June WTI jumped $0.47 per barrel (bbl) to settle at $68.57 barrel, while like-month Brent crude futures rose $0.53 to expire at $75.17 bbl. Brent expired at the highest settlement value on the spot continuation chart since Nov. 26, 2014, when it settled at $77.75 bbl. July WTI rose $0.50 to settle at $68.49 barrel, while July Brent, now the prompt month, traded $0.90 higher to end at $74.69 bbl.
Prices began rising well ahead of Monday's press briefing by Netanyahu.
"Oil prices reversed direction today on the news that Israeli Prime Minister Netanyahu [had] intelligence suggesting Iran was cheating on their P5+1 nuclear deal," said Phil Flynn, senior market analyst with The Price Futures Group prior to a 1 p.m. EDT press briefing by the Israeli prime minister. "Renewed sanctions on Iran would be bullish for oil because supplies are already tight."

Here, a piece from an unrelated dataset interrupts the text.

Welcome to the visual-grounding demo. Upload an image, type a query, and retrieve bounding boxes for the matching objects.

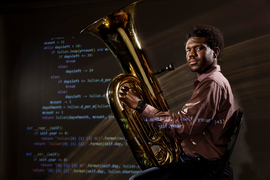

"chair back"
[219,109,243,180]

At the Fox News briefing, Netanyahu said Iran "lied on its nuclear activities. Project Amad represents the equivalent of 5 Hiroshima bombs to be put on ballistic missiles," he said.
Following the briefing, NYMEX contracts soared to new spot highs
"The nuclear deal gives Iran a clear path to a nuclear arsenal," Netanyahu said.
U.S. President Donald Trump, at a 1:39 p.m. EDT joint news conference with Nigerian President Muhammadu Buhari commented on the Iranian intelligence, stating, "In seven years that deal will have expired... and Iran will be allowed to pursue nuclear weapons. That is just not acceptable."
"We'll see what happens, but when we look at what's happening today and what we've learned, this shows I have been 100% right," Trump said.
Iran, for its part, said there is no "Plan B" to the existing accord, and that "it's either all or nothing." Meanwhile, reports continue to circulate that oil traders may already be steering clear of Iranian oil contracts valid after May 12. Estimates from FGE and Gunvor SA say that 500,000 barrels per day (bpd) of Iranian crude oil exports could be at risk this year because of U.S. sanctions.
Futures have been trending higher recently, bolstered last week following statements from U.S. Secretary of State Mike Pompeo who said Trump was unlikely to recertify the current Iranian nuclear deal without "substantial changes."
NYMEX oil products prices, specifically RBOB gasoline, recently have been bolstered by strong U.S. demand, despite bearish weekly Energy Information Administration gasoline data showing an 800,000 bbl build to 236.8 million bbl for the week ended April 20.
Prices rose despite a weekly Baker Hughes oil rig report released Friday showing increases for the fourth consecutive week to 825 rigs, a rise of five from the prior report.
Baker Hughes reported companies added 28 oil rigs so far in the second quarter and 78 year-to-date. At 825, the U.S. oil rig count is at its highest since March 2015 while up 128 against year prior.
Total U.S. oil and gas rigs rose eight last week to 1,021, 151 more than a year ago, while in Canada, oil rigs slipped five to 33 while up nine on the year. The overall Canadian oil and gas rig count fell by eight to 85 which is flat against year ago.